Princess Marcelina Czartoryska (18 May 1817 − 5 June 1894) was a Polish aristocrat and pianist.

==Life==
Born in Podłużne into the Radziwiłłs family, in 1840 she married Aleksander Czartoryski, an aristocrat from a family of no lesser notability.

She was taught piano by Carl Czerny in Vienna and by Frédéric Chopin in Paris.
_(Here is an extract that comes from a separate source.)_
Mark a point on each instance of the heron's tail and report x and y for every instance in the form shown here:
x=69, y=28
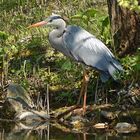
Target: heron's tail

She gave concerts across Europe, often with prominent musicians such as Franz Liszt, Pauline Viardot and Henri Vieuxtemps.

In Paris, she became a prominent guest at the Hôtel Lambert, bought by Prince Adam Jerzy Czartoryski, a close relative of her husband Aleksander. In 1849, she was present at the deathbed of Chopin, as she was his student and friend

From 1870, she lived in Kraków, where she gave mainly private concerts and, thanks to her artistic connections, contributed to founding a Conservatory in 1888. She died in 1894 and was buried at the Rakowicki Cemetery.

==Bibliography==
- Stanisław Dybowski, Słownik pianistów polskich (Dictionary of Polish Pianists), Przedsiębiorstwo Muzyczne "Selene", Warsaw, 2003.
- Stanisław Tarnowski, Księżna Marcelina Czartoryska, Kraków,1895.